Marco Rubio's Compelling Family Story Embellishes Facts, Documents Show, The Washington Post
Florida Sen. Marco Rubio has some explaining to do. While on the campaign trail, Rubio frequently told audiences that he was the "son of exiles." Documents acquired by The Washington Post show Rubio's parents left Cuba before Fidel Castro came to power, however.
20 Years in Prison for Sending Your Kids to the Wrong School? Inequality in School Systems Leads Parents to Big Risks, Alternet
In these tough times, some wealthy school districts are offering bounties or contracting private companies to identify illegally enrolled, low-income students. The students are expelled while their parents face far greater consequences, including jail time.
Contributed by @ArielWittenberg
Whistleblowers Murdered in India Show Fatal Hazard of Exposing Corruption, Bloomberg News
Since January 2011, 12 people who have accessed information using India's Right to Information Act have been killed.
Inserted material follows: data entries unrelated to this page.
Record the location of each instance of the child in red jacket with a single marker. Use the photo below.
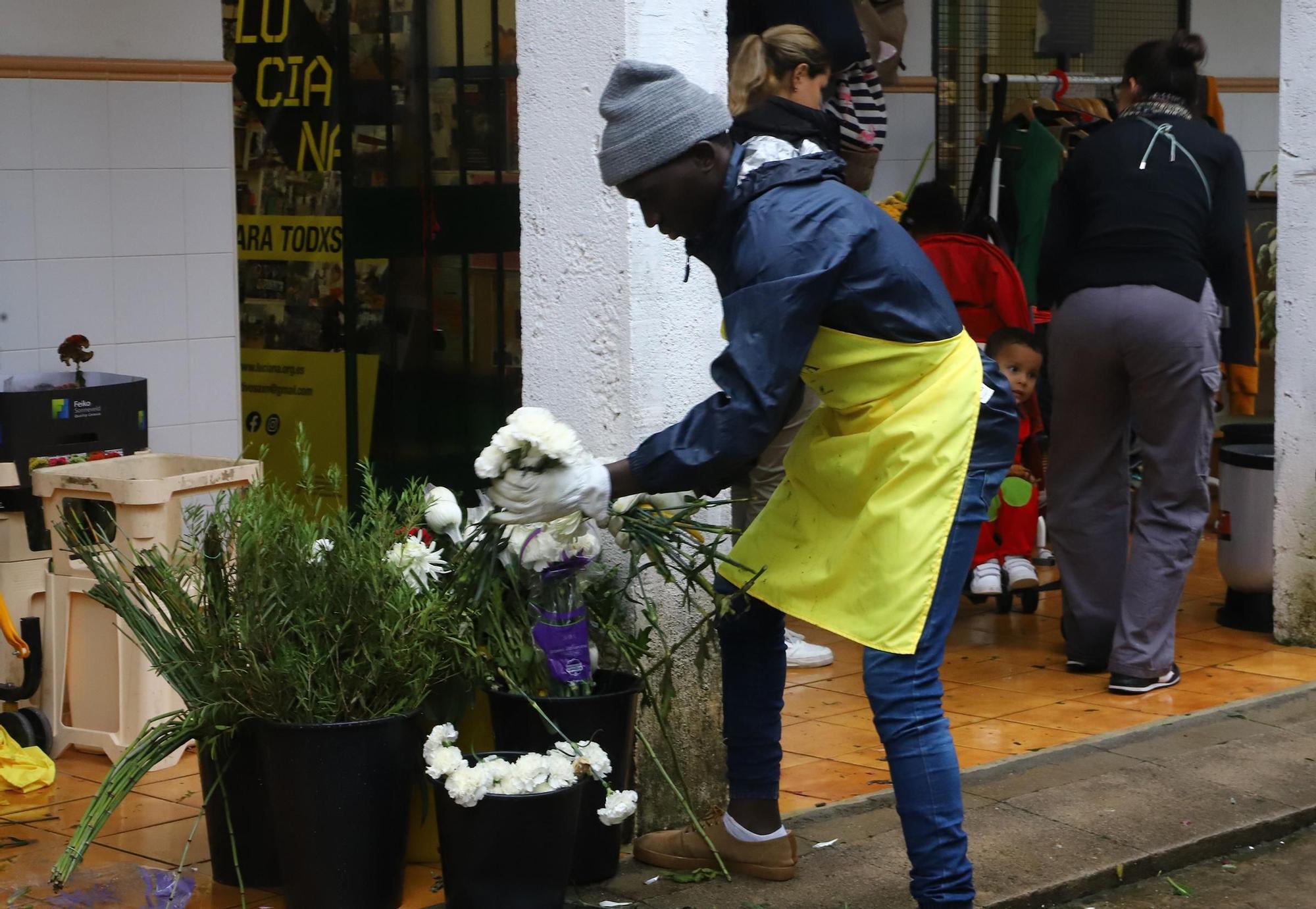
(1007, 540)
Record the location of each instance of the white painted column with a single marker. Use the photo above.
(1296, 348)
(614, 340)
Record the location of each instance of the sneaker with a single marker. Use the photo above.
(986, 579)
(1135, 685)
(686, 850)
(801, 652)
(1021, 573)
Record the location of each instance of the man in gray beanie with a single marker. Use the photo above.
(872, 531)
(655, 115)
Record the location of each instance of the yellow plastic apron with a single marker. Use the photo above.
(853, 538)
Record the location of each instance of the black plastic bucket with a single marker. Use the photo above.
(606, 717)
(481, 872)
(248, 809)
(340, 796)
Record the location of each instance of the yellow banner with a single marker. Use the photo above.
(290, 238)
(282, 389)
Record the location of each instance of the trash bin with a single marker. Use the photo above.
(1246, 554)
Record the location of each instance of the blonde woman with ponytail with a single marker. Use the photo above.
(786, 61)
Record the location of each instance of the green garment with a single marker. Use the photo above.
(1036, 172)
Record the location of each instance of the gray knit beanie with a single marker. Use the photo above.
(655, 115)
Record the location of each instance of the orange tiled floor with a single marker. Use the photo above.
(1006, 693)
(1007, 690)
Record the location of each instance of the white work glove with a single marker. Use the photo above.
(657, 501)
(527, 497)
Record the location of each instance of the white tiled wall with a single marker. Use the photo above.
(118, 223)
(911, 128)
(1253, 120)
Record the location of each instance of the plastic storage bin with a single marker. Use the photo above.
(1247, 550)
(94, 667)
(148, 492)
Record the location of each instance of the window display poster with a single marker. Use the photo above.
(1065, 27)
(282, 389)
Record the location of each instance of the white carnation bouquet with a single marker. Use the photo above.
(532, 440)
(468, 781)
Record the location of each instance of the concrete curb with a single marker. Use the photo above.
(1109, 804)
(1053, 755)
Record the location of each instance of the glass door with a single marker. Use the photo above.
(378, 218)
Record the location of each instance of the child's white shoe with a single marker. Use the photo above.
(1021, 573)
(986, 581)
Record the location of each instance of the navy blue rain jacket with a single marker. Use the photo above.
(793, 248)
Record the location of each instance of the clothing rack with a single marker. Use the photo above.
(1063, 81)
(993, 78)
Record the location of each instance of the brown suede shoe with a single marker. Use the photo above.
(686, 850)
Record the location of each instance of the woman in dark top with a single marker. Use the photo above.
(1146, 264)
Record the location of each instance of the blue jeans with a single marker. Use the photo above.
(905, 690)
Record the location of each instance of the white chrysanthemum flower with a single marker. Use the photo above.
(534, 771)
(506, 440)
(443, 762)
(503, 777)
(440, 737)
(467, 785)
(536, 547)
(492, 464)
(548, 438)
(561, 769)
(618, 806)
(419, 563)
(592, 756)
(443, 513)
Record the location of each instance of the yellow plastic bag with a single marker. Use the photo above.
(24, 768)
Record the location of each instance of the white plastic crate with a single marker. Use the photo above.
(148, 492)
(99, 690)
(15, 544)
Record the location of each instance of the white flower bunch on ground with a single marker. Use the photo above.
(420, 563)
(467, 784)
(532, 440)
(589, 758)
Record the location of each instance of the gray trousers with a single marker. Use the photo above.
(771, 471)
(1146, 359)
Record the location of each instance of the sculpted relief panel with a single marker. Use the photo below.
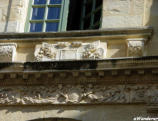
(135, 47)
(7, 52)
(70, 50)
(78, 94)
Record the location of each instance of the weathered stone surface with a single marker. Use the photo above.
(78, 94)
(122, 21)
(67, 50)
(116, 7)
(7, 52)
(135, 47)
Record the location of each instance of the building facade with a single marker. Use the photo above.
(83, 60)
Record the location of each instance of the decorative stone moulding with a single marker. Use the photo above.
(78, 94)
(135, 47)
(70, 50)
(7, 52)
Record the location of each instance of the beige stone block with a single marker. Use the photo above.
(116, 7)
(13, 26)
(122, 21)
(138, 7)
(16, 14)
(116, 50)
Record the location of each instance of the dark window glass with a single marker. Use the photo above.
(87, 22)
(97, 16)
(36, 27)
(98, 3)
(38, 13)
(53, 13)
(50, 27)
(55, 1)
(88, 7)
(36, 2)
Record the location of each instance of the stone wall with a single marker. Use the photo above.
(12, 15)
(83, 113)
(123, 13)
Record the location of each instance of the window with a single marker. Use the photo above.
(91, 14)
(47, 15)
(85, 14)
(52, 15)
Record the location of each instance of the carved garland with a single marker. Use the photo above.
(7, 52)
(78, 94)
(78, 50)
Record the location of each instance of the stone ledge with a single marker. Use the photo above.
(142, 70)
(101, 32)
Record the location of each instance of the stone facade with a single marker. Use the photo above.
(95, 75)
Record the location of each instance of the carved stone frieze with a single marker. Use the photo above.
(78, 94)
(45, 52)
(7, 52)
(135, 47)
(73, 50)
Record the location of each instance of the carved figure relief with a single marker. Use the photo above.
(135, 48)
(78, 94)
(73, 50)
(7, 52)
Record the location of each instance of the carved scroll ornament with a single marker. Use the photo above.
(78, 94)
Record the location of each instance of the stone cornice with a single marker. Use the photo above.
(142, 70)
(124, 33)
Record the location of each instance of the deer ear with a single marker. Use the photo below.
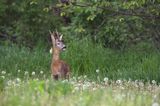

Rush to Drill for Natural Gas Creates Conflicts With Mortgages, The New York Times
Banks are turning down mortgage applications from homeowners who signed leases permitting gas companies to drill on their land. In the last decade, more than a million such leases have been signed. The New York Times looks into concerns that homeowners are facing new foreclosure threats.
Undercover Police and The Law: The Men Who Weren't There, The Guardian
Jim Sutton, a British cop who went undercover as a political activist, landed in court for disorderly behavior. His act didn't end there. Sutton testified using a fake name and a fictitious identity. The Guardian looks into recent allegations that cops like Sutton were authorized by their supervisors to keep acting until well after the gavel came down.
Contributed by @BostonReview
News Corp. Ignored Wall Street Journal Aberrant Circulation Data, Bloomberg News
News Corp.'s former circulation manager Gert Van Mol provided emails to Bloomberg News showing that Les Hinton was notified of plans to inflate The Wall Street Journal's circulation numbers.
Contributed by @KYWeise
Herman Cain Spends $100K In Campaign Cash On Herman Cain Inc., TPM
A close look at Federal Election Commission reports filed by Herman Cain's campaign show payments totaling more than $100,000 to Cain's own company.